By 2020, Republicans who could never see themselves supporting Trump in 2015 found themselves on the Trump bandwagon, unwilling to criticize him and often defending him against illegal behavior. The party had numerous opportunities to reel Trump in, but nobody had the courage to do it. They backed him when he tried to blackmail Ukraine into dishing dirt on Hunter Biden by withholding aid that Congress had approved. They backed down after initially calling him out for encouraging the attack on Congress on January 6. They refused to refute his lies about election fraud. The GOP decided that Donald Trump can’t be held accountable for anything, undermining the Constitution and the Rule of Law. 

That’s where we are today. Anyone who looks objectively at Donald Trump’s career would see that the verdict in the case was consistent with the man’s behavior for the past 50 years. Yet, Republicans will defend him just like he has defended himself. They will lie and attack the institutions that protect our freedoms to make sure that they don’t get on the wrong side of Donald Trump, even if they are the wrong side of right. 

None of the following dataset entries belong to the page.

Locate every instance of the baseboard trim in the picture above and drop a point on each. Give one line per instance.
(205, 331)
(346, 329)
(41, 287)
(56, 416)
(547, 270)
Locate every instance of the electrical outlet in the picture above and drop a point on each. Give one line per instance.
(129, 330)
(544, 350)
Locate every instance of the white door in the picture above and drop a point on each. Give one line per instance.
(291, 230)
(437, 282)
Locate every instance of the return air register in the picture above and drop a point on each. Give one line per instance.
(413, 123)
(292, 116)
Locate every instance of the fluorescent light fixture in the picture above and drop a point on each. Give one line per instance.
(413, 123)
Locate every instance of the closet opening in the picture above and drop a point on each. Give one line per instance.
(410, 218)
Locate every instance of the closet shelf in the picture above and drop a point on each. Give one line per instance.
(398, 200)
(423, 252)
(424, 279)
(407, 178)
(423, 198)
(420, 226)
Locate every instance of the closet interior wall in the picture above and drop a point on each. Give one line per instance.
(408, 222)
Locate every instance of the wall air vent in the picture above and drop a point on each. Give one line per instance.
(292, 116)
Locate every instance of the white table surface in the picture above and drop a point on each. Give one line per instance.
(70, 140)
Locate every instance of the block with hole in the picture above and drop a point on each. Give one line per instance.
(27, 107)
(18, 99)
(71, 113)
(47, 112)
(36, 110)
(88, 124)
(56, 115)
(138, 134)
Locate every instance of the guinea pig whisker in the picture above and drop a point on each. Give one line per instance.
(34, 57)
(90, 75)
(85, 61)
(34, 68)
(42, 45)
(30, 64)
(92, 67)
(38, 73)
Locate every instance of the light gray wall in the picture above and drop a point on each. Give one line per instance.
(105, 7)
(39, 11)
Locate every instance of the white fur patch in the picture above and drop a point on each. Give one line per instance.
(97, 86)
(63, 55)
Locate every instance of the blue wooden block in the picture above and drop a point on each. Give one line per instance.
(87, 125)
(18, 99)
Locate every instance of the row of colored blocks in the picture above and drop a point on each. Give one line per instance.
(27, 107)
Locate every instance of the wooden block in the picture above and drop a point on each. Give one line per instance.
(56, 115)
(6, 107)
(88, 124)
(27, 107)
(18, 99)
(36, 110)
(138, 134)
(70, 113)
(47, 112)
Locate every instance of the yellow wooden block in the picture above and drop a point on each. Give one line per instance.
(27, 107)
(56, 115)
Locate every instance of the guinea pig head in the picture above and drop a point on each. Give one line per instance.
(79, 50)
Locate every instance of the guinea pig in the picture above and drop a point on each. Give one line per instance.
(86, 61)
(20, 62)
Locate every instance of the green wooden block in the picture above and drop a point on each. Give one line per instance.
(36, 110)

To the evangelicals, he’s the dystopian Second Coming, a Christlike figure who shuns humility, disdains the poor, and ridicules outcasts and outsiders. They are people so ignorant they take Marjorie Taylor Greene seriously. Then, there are the people who just want in on the grift. Think Matt Gaetz, Madison Cawthorn, and George Santos. They’re in it for the profit and they would embrace the Devil himself it kept them in office. And finally, there are the old line Republicans who decided that tax cuts and deregulation are more important than the country itself. They can live with the grift, the racism, the bigotry, and abuse of power as long as they can appoint people who will protect the wealthy and corporations from what they see as the legal theft of taxation and the interference with free enterprise caused by burdensome regulations like child labor laws and environmental protections. 

In the end, I doubt the verdict changes much. The Republican base that doesn’t know any better, the grievance voters, will support Trump no matter what because they are the people, as Lincoln described them, who can be fooled all of the time. There are the grifters, the people who want to make as much money from holding power as possible. And there are the sellouts, the Republicans who will either support Donald Trump or make excuses for him, even though somewhere in their troubled psyches they know better, because they are scared of alienating the grievance voters who now make up a solid plurality of their base. Come hell or highwater, they will support Donald Trump if he’s their nominee and, right now, he’s clearly leading the field.